I agree with William that we are not doing a very good job on such issues in DC.

But then I am incredibly depressed these days about "how bad" we go about planning and change in the city, in terms of (1) baseball; (2) National Capital Medical Center; (3) DC Public Schools; (4) the Comprehensive Plan revision process; (5) the Library planning process; (6) planning for cultural resources development and management including historic preservation, arts and cultural institutional planning and development, and local cultural heritage and tourism opportunities; and (7) the development of an agenda and support programs for the development of independent businesses (as well as an element for "Building a Local Economy" as part of the Comprehensive Plan).

We all have responsibility to raise these issues. But at the same time, the market forces exist, and not harnessing them to extract as much as possible in terms of the positive and long term change wastes completely the opportunity presented in reinvestment.

I think people are justified in raising these issues on this listserv, and asking how are local organizations and institutions addressing the fundamental issues, as well as dealing with change going forward, rather than merely arguing about it digitally.

The reality is that development is going to occur, whether people like William or myself complain about it. But if you only complain, you definitely cut yourself out of the process for being able to shape what happens and to get something out of it.

(E.g., I complain about the failure to have a good process in place to support the development of independent businesses, at the same time, I am working to influence a couple DC projects that will have chain supermarkets to reconceptualize their supermarkets for the urban market, rather than to merely have suburban-styled stores located in the center city, etc.)
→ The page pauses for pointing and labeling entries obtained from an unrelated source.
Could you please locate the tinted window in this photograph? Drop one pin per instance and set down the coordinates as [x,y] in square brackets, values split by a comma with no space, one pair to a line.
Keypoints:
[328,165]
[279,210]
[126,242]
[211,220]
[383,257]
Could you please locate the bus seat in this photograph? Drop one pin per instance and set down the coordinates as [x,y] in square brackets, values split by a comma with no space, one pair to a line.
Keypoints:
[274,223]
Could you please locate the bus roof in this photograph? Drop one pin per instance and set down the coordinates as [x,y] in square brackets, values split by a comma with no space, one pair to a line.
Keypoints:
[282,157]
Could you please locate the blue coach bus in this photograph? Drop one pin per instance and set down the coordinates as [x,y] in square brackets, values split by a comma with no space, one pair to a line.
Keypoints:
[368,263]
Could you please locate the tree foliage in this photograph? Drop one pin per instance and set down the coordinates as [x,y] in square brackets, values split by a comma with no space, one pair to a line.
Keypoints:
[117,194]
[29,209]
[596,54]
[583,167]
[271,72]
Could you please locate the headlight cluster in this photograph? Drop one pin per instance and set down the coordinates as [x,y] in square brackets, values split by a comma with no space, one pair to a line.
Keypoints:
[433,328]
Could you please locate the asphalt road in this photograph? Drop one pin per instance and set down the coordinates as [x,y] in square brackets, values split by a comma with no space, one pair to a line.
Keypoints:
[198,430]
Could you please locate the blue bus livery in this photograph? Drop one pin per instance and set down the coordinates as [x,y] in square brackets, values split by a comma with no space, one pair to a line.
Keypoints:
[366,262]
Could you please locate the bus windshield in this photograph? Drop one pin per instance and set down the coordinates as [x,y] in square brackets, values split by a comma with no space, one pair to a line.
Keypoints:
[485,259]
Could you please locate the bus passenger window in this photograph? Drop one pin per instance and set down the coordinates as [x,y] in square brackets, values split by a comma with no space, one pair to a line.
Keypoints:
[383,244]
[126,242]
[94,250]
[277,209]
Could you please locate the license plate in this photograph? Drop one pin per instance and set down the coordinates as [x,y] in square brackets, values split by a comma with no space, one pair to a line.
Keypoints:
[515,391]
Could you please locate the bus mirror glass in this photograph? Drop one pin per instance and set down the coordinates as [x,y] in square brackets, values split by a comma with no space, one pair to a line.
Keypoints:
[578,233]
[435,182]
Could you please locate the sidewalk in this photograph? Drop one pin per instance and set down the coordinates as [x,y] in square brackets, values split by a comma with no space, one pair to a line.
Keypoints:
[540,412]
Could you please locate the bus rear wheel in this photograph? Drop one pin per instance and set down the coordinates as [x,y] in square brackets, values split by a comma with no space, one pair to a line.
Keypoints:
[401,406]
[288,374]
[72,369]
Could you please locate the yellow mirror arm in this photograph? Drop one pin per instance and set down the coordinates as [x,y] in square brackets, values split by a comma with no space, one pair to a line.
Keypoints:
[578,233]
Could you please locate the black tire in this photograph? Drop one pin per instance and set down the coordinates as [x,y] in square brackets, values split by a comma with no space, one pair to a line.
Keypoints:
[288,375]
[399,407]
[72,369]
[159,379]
There is something that I keep saying in these kinds of matters: "when you ask for nothing, that's what you get, and when you ask for the world, you don't get it, but you get a lot more than nothing."

Even though I think a good analysis without solutions is worthy, the way it works is that complaining only, and not participating in the development process, which face it, is a foregone conclusion, is the same as "asking for nothing."

For those interested, see these blog entries from October (Speaking of ANCs) and April (YIMBYs from Brooklyn to DC -- Thinking about Community Participation in Shaping Development). Note that these entries do not refer to Ward 1 ANCs at all, but the general process of how communities are involved, or not, in these systems of development and change currently underway in the District.